I am trying to find an efficient solution to my problem. Let's assume that I have positive weighted graph
G containing 100 nodes(each node is numbered) and it is an acyclic graph. So there cannot be any edge like 2,2 or 2,1. I have got a list of nodes let's say 10 from graph
G. Let's say each of these nodes are also in an array. I am looking for a way to find the shortest path's total weight from node 1 to 100 that passes through at least some particular(let's say 5) of those nodes from that list.
To simplify it, consider graph with 6 nodes, 0...5, now node 1 and 4 are marked as points where we could specify to pass. Let's say existing paths are 0-1-2-5, 0-3-4-5, and 1-4. Now let's say all edges are weighted as 5 except 3 to 4 is weighted as 1. If we run a shortest path algorithm this would basically find the path 0-3-4-5 as it is weighted 11. However if we run an algorithm specifying minimum amount of specified points and try the amount 2. Then the algorithm should be running on 0-1-4-5 which is weighted as 15.
I have written this way
shortestPath(destinationNode, minAmount) if(destinationNode == srcNode && minAmount < 1) return 0 else if(destinationNode == srcNode && minAmount > 1) return INFINITY int destNo = destinationNode get number int cost = INFINITY for (int i = 0; i < destNo; i++) if (d[i][destNo] != null) int minimumAmountCount = minAmount; for (int j = 0; j < marked.length(); j++) if (marked[j] == i) minimumAmountCount = minimumAmountCount - 1; cost = MIN(cost, shortestPath(Node(i), minimumAmountCount); return cost;
Basically we call this algorithm by using the our destination node and minimum amount of nodes from that list. Firstly we want to make sure that this is a recursive function and it should have a stopping point, which would be when passed destination is equal to source node(which is essentially node #0). The second case we need to check is whether we visited enough amount, so if it is less than 1(0 or negative number) then we visited enough points and return 0 as distance from node #0 to node #0 would be 0. If we did not visit enough amount then we return infinity so that algorithm would consider other paths.

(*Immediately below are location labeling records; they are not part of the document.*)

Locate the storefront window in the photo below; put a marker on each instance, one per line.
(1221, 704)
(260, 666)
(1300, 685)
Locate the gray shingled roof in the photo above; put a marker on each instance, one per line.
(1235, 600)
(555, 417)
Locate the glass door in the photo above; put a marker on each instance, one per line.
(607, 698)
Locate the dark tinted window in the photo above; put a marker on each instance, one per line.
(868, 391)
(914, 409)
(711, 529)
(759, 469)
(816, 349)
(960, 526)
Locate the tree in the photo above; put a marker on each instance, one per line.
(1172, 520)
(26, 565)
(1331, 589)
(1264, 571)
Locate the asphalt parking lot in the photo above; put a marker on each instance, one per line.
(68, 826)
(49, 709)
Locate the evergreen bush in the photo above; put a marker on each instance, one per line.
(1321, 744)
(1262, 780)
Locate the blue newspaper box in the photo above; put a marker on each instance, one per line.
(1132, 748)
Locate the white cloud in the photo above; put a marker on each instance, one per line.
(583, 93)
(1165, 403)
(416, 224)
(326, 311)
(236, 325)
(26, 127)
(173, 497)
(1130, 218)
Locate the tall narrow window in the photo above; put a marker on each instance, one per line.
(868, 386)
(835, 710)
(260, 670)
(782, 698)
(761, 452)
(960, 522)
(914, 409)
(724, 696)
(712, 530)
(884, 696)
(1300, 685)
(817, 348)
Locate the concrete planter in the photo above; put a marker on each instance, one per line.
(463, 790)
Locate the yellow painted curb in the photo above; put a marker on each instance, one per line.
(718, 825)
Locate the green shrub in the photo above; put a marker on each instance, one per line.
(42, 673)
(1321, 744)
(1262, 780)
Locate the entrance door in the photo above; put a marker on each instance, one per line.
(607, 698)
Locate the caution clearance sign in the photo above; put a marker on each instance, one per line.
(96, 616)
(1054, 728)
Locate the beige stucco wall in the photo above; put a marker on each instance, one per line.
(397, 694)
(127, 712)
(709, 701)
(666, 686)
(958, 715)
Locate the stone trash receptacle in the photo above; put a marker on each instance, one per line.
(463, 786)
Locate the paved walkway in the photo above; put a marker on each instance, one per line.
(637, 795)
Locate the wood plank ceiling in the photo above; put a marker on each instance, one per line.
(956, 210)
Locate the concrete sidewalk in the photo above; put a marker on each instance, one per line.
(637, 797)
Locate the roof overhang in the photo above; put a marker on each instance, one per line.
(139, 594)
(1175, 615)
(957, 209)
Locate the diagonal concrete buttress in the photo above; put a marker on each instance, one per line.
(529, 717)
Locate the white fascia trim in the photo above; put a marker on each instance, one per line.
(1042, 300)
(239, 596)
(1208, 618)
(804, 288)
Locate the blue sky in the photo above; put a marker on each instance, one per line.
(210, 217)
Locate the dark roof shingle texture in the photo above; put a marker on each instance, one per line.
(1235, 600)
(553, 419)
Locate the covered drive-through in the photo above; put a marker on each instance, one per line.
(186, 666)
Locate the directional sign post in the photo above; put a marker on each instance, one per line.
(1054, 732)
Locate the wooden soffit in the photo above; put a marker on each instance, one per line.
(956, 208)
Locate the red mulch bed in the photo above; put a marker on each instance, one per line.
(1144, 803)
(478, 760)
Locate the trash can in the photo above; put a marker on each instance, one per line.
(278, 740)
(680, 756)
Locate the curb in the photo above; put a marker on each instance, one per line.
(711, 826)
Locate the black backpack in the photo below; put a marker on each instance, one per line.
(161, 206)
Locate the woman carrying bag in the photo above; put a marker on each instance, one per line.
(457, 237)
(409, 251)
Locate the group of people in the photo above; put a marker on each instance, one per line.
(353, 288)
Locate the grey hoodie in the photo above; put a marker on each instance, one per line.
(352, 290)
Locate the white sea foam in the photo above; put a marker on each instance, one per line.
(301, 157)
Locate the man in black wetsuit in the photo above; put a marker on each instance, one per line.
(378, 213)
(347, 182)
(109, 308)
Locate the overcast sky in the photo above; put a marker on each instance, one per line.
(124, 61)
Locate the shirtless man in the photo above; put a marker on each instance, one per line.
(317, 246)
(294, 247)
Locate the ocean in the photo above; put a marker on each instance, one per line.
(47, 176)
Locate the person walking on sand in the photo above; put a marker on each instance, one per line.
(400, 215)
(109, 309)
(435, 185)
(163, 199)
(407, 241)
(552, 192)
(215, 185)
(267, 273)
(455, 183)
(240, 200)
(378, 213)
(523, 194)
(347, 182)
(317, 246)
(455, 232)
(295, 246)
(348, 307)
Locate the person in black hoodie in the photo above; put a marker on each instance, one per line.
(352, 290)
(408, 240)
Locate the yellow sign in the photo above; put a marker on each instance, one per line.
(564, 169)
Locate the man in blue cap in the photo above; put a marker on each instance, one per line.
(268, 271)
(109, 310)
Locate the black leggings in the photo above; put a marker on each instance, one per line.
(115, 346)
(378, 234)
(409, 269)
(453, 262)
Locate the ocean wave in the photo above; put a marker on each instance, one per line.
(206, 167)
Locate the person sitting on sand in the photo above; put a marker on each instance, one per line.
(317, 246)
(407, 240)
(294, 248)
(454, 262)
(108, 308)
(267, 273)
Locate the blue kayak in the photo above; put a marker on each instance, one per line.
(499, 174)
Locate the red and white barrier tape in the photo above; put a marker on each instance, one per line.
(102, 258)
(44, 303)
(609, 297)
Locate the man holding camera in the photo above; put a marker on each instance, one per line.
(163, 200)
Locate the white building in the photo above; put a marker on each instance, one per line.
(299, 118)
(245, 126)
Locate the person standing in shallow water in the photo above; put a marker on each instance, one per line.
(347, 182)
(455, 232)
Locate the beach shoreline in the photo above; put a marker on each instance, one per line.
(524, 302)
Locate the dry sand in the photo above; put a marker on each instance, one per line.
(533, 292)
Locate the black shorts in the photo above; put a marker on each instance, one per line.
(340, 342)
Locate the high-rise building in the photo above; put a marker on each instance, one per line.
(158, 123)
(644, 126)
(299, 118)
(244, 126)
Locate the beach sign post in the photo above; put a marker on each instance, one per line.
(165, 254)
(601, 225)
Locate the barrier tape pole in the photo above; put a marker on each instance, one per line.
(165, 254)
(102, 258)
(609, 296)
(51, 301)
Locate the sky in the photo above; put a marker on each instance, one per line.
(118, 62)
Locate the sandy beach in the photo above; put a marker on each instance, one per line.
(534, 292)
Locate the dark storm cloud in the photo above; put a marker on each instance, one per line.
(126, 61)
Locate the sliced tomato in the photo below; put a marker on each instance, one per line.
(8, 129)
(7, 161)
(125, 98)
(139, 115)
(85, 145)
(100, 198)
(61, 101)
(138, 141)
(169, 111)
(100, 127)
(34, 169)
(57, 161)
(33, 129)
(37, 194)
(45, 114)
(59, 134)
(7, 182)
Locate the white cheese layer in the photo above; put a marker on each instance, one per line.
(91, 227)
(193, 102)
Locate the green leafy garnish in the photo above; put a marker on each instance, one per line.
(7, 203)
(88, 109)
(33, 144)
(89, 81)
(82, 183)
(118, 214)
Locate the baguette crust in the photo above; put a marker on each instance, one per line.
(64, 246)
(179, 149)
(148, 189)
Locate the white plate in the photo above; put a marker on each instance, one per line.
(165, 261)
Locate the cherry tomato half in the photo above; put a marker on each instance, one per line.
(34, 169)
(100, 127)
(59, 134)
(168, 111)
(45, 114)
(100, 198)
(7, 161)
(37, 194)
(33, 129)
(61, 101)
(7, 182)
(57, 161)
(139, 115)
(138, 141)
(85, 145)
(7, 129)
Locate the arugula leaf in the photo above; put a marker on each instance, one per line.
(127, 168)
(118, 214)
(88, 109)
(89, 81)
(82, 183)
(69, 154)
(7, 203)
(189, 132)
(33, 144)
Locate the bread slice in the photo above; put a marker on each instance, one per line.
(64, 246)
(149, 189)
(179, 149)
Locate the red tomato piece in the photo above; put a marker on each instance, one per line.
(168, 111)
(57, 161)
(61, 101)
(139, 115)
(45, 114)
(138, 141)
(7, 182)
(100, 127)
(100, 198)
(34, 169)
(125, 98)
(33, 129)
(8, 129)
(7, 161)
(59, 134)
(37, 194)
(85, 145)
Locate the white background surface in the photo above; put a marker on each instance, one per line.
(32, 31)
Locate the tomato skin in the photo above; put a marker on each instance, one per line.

So in order for the returning part to work, we have to define the destination node's number(if we consider that we have 100 nodes it would be node #99 at the initial start) and initialise cost as infinity.
Then we run a for loop that starts from 0(essentially node #0) till our current node number, this is because there are no backwards edges on the graph. By using node number we check from the matrix whether there is an existing weight for those nodes. If it exist then we initialise a variable for our current minimum amount and then run a loop and check if source to the current destination is in the list of marked nodes. If it is marked then we simply decrement the minimum amount.
For the final step we run the function again by changing destination as the current source and with the current minimum amount.
But it seems very expensive, considering the fact that the worst case complexity of nested loop takes O(|Node|^2) and total recurrence would take O(|Node|^2 * |Edges|). So is there any other efficient solution for this problem?